Let's remove the initial one, Y = X-1, to be sure:
Yep, all the .9999... has gone away.
To be sure, let's multiply by a large number, Z = Y*252:
Yep, definitely gone.
To sum up,
(4/3 - 1)*3 - 1 = 0.00000000000000000E+00.
Except... wait for it: except if you enclose it in parentheses.
Then you get, ta-da:
((4/3 - 1)*3 - 1) = -2.22044604925031000000E-16.
But not if you multiply that by 252, because then it's suddenly
((4/3 - 1)*3 - 1)*2^52 = -1.00000000000000000000E+00.
Quoting Kahan: "Excel's arithmetic is weird." Underneath the hood, computers are apparently doing some very curious things.
Here is a sample spreadsheet with these examples that works for me, using Excel for Mac 2008, version 12.1.0.
That, of course, leaves open the question: Is it relevant?
Kahan claims that "scientists and engineers are almost all unaware ...
• ... of how high is the incidence of misleadingly inaccurate computed results.
• ... of how necessary is the investigation of every suspicious computed result as a potential harbinger of substantially worse to come.
• ... of the potential availability of software tools that would reduce those investigations’ costs in expertise and time by orders of magnitude.
• ... that these tools will remain unavailable unless producers of software development systems (languages, compilers, debuggers) know these tools are in demand."

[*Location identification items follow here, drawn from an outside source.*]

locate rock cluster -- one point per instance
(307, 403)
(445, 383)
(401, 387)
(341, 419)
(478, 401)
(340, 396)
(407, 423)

If all goes as planned, I'll have a chance to interview Kahan on Tuesday. A good opportunity to ask about the specific dangers, and what to do about it. I'll also ask Kahan, since he seems to be somewhat caller-in-the-desert-like, what it takes to convince those people who could do something to do something. It's one thing knowing there is a problem - it's quite another to get people to fix it. I've known this for the big problems such as, say, climate change. But apparently, it also applies to computers manipulating their ones and zeroes in unexpected ways.